# How much are these worth?



## patnor1011 (Jan 9, 2011)

Well full 200 kilo of them. 
Just cant decide if price is right... According to thriftybits he is buying them for 8,50$/pound which is say 17$ / kilo. What yield may one expect when processing those?


----------



## Claudie (Jan 9, 2011)

http://goldrefiningforum.com/phpBB3/viewtopic.php?f=60&t=5642&hilit=yield+yield+fiber


----------



## patnor1011 (Jan 9, 2011)

Thanks.
Ok. I will change my question. I know that there is gold on pins, I am looking for somebody who did process few of them mainly their plastic body if there is any significant or measurable amount of gold in them. Well if might be good way how to find out by buying them and processing its just I am not sure if that price is right.
Btw price asked is 15 euro / kilo.


----------



## Barren Realms 007 (Jan 9, 2011)

patnor1011 said:


> Thanks.
> Ok. I will change my question. I know that there is gold on pins, I am looking for somebody who did process few of them mainly their plastic body if there is any significant or measurable amount of gold in them. Well if might be good way how to find out by buying them and processing its just I am not sure if that price is right.
> Btw price asked is 15 euro / kilo.



IMHO that is way over priced.


----------



## patnor1011 (Jan 9, 2011)

I was bit unsure as thriftybits pays 8,5$ / pound thats like 12-13 euros / kilo.
Does 10 euro / kilo for 200 kilos sounds better?


----------



## Barren Realms 007 (Jan 9, 2011)

patnor1011 said:


> I was bit unsure as thriftybits pays 8,5$ / pound thats like 12-13 euros / kilo.
> Does 10 euro / kilo for 200 kilos sounds better?

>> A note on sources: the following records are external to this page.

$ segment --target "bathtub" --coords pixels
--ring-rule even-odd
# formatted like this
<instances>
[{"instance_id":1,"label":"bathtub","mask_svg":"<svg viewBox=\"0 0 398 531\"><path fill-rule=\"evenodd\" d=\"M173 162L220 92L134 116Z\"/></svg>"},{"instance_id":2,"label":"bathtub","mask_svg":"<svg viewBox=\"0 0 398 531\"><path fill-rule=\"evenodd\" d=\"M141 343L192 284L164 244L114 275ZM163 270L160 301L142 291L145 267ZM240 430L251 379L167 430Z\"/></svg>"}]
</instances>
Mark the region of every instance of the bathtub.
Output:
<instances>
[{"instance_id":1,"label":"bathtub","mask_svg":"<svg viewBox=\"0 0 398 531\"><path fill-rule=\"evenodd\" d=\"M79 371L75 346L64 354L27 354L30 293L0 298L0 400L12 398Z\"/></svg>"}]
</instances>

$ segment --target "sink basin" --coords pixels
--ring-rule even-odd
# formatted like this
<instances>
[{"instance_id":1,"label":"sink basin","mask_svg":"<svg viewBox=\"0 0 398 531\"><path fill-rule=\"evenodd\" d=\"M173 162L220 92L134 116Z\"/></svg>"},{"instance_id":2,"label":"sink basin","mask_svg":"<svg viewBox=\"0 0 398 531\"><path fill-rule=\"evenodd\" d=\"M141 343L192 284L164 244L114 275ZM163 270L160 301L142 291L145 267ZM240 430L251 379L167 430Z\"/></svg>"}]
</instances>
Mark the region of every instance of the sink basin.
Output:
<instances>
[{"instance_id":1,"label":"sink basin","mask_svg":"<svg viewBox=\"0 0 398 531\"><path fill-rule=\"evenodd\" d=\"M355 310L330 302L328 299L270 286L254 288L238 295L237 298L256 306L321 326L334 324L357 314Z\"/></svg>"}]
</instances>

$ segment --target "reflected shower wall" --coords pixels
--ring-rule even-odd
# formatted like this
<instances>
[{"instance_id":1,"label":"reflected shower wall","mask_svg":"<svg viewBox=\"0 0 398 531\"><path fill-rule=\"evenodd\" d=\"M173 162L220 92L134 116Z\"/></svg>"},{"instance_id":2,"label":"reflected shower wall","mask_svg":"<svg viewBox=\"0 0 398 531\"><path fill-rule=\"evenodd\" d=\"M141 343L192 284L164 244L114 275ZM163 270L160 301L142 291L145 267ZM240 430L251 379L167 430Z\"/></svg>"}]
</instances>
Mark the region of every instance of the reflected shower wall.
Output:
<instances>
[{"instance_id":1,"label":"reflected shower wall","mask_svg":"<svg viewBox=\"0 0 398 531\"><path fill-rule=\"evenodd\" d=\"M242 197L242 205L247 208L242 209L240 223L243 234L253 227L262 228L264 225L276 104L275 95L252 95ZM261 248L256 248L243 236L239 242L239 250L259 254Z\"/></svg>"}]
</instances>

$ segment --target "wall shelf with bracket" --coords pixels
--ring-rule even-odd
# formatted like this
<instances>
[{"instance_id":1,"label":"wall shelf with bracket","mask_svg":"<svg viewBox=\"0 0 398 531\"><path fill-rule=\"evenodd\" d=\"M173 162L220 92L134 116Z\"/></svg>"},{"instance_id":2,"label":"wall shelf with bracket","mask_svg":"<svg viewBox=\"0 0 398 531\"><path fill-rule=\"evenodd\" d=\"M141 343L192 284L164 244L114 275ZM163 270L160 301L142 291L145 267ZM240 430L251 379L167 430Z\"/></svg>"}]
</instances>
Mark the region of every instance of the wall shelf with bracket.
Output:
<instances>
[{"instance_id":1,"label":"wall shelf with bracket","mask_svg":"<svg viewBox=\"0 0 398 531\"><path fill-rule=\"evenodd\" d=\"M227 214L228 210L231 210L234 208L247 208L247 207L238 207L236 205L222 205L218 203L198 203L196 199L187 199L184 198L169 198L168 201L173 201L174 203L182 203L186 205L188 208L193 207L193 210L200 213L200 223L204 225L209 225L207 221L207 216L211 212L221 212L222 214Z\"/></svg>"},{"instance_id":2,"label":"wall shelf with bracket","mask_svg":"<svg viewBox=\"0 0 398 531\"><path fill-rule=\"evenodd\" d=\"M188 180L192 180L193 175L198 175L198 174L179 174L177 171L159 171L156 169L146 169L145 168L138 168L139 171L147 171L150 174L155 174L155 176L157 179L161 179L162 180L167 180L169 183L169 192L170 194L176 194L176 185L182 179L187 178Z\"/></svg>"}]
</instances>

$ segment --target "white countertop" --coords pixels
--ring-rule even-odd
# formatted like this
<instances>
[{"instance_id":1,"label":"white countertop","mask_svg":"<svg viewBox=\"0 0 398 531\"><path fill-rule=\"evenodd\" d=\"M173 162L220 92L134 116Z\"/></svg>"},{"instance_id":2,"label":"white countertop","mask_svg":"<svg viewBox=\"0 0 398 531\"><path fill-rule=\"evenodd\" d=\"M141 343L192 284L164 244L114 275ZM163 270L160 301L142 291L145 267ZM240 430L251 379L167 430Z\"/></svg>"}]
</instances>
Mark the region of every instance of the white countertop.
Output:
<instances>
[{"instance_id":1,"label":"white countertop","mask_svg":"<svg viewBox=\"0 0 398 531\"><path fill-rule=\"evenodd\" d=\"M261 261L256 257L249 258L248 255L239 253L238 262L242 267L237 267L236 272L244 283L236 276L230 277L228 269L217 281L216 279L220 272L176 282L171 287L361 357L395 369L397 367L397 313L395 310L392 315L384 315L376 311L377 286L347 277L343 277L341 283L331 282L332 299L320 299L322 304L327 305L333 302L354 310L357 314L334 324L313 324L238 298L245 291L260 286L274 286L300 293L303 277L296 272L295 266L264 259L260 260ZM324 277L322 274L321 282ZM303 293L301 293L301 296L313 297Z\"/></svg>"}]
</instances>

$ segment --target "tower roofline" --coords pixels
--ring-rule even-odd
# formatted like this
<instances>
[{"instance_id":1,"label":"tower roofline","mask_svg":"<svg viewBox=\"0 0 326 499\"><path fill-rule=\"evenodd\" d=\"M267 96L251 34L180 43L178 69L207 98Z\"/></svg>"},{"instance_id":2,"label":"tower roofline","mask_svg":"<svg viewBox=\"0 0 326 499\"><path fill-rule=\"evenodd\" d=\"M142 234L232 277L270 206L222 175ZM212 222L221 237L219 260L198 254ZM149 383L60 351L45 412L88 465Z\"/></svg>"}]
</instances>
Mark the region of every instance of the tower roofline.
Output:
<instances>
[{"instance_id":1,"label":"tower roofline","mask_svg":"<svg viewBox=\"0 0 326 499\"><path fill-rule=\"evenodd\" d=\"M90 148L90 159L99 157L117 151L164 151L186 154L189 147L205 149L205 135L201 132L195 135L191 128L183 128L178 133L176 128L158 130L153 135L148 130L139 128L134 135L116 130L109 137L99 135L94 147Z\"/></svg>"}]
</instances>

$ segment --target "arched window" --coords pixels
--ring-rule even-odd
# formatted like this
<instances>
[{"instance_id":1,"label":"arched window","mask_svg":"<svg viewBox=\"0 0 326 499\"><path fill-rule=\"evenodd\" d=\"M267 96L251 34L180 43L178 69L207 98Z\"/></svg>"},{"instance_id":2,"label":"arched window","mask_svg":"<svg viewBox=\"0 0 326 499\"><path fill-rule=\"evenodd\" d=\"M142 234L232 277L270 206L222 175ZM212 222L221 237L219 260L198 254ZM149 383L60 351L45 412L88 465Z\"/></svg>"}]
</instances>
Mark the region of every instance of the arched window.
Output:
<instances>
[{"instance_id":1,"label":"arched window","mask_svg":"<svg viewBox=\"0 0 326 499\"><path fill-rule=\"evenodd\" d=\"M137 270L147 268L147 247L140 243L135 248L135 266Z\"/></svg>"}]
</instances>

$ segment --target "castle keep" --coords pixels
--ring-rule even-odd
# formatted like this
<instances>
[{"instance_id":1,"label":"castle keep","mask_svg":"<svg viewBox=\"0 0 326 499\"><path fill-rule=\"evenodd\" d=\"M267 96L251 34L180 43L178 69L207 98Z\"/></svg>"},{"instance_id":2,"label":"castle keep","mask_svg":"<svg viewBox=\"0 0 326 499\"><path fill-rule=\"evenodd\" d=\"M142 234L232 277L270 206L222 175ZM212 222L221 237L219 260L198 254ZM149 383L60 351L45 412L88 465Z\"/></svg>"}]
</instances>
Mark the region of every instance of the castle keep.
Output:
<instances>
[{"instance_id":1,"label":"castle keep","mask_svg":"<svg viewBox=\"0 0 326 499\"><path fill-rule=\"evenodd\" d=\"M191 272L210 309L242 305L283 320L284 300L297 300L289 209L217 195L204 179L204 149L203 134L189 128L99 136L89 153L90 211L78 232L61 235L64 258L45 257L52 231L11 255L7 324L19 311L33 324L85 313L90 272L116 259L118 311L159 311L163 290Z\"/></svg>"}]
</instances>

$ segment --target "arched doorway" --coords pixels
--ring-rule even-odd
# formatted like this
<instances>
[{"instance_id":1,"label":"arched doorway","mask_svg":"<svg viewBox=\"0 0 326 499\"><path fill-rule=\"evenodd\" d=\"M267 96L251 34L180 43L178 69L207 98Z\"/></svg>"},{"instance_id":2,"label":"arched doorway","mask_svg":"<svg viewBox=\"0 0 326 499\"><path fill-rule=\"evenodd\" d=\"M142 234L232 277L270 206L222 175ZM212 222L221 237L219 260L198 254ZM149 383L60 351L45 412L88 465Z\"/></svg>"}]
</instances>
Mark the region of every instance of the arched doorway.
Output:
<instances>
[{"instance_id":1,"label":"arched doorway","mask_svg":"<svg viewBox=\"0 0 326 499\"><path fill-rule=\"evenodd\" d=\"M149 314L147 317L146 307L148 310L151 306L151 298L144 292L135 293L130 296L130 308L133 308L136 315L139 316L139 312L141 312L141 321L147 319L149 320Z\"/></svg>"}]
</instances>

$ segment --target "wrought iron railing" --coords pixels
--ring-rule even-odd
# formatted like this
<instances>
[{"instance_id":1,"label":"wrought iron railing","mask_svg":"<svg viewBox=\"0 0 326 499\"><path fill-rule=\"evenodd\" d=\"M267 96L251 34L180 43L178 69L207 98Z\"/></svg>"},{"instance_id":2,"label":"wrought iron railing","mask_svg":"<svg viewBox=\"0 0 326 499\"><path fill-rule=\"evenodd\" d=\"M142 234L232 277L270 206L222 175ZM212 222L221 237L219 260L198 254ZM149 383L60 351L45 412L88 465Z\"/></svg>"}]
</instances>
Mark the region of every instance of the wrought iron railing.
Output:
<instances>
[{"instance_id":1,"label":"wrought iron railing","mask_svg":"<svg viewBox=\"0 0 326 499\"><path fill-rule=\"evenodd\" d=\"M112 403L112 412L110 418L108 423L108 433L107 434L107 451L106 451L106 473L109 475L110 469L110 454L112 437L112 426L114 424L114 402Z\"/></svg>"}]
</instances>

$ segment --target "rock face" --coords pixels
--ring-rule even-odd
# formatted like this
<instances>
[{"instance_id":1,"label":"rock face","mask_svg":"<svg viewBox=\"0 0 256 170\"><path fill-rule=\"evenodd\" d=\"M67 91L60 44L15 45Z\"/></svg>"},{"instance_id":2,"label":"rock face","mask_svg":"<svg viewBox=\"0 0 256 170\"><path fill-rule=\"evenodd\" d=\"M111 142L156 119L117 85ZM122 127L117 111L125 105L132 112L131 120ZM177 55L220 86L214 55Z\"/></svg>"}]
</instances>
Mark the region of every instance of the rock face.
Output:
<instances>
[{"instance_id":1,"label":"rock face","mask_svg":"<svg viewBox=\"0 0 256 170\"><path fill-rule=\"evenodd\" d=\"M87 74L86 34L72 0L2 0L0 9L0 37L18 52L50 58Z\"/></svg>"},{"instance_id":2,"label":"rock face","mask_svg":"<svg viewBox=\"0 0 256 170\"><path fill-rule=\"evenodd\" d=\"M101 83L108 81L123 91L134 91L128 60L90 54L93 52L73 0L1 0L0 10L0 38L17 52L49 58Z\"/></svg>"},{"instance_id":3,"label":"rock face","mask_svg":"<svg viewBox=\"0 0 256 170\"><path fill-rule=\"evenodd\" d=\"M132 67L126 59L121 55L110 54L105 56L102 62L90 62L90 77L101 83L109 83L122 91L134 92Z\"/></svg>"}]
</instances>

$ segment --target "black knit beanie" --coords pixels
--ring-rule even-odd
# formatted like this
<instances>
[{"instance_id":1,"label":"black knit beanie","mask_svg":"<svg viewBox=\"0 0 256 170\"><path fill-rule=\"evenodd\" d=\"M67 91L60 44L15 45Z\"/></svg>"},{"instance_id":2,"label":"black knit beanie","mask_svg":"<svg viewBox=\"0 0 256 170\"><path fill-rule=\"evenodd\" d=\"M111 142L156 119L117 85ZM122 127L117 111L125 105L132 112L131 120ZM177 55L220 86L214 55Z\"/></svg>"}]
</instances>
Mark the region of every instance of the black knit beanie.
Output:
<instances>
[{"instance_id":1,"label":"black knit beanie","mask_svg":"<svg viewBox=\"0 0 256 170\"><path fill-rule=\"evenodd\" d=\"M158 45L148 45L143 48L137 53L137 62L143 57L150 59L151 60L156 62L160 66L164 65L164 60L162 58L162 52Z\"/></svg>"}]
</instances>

There are 2.2 kils per lb.. Last I looked exchnge rate is 1.32 Euro per $1.00.

$8.50/2.2=$3.86 per kilo
$3.86x1.32=5.09 euro per kilo if I'm correct, roughly.

I think that is right but I could be wrong.


----------



## jimdoc (Jan 9, 2011)

Looks wrong to me.

Jim


----------



## Barren Realms 007 (Jan 9, 2011)

Make the corrections then for me please.


----------



## jimdoc (Jan 9, 2011)

2.2 lbs per kilo

It should be
$8.50 X 2.2=$18.70 per kilo
$18.70 x 1.32= 24.68 euro per kilo

I think this is it.

Jim


----------



## Barren Realms 007 (Jan 9, 2011)

Sorry about that, brain fart.


----------



## patnor1011 (Jan 9, 2011)

jimdoc said:


> 2.2 lbs per kilo
> 
> It should be
> $8.50 X 2.2=$18.70 per kilo
> ...




Looks wrong to me too 

you have to pay 1.32 usd for 1 euro
so 18.7 / 1.32 = 14.1 euro 
I put there 12-13 euro because exchange rate moves around a bit actually at this time according to http://www.xe.com
18,7$ is 14,4 euro but that again depend on if you are buying or selling currency.

so if he pays 14,4 for kilo there must be more locked in no?


----------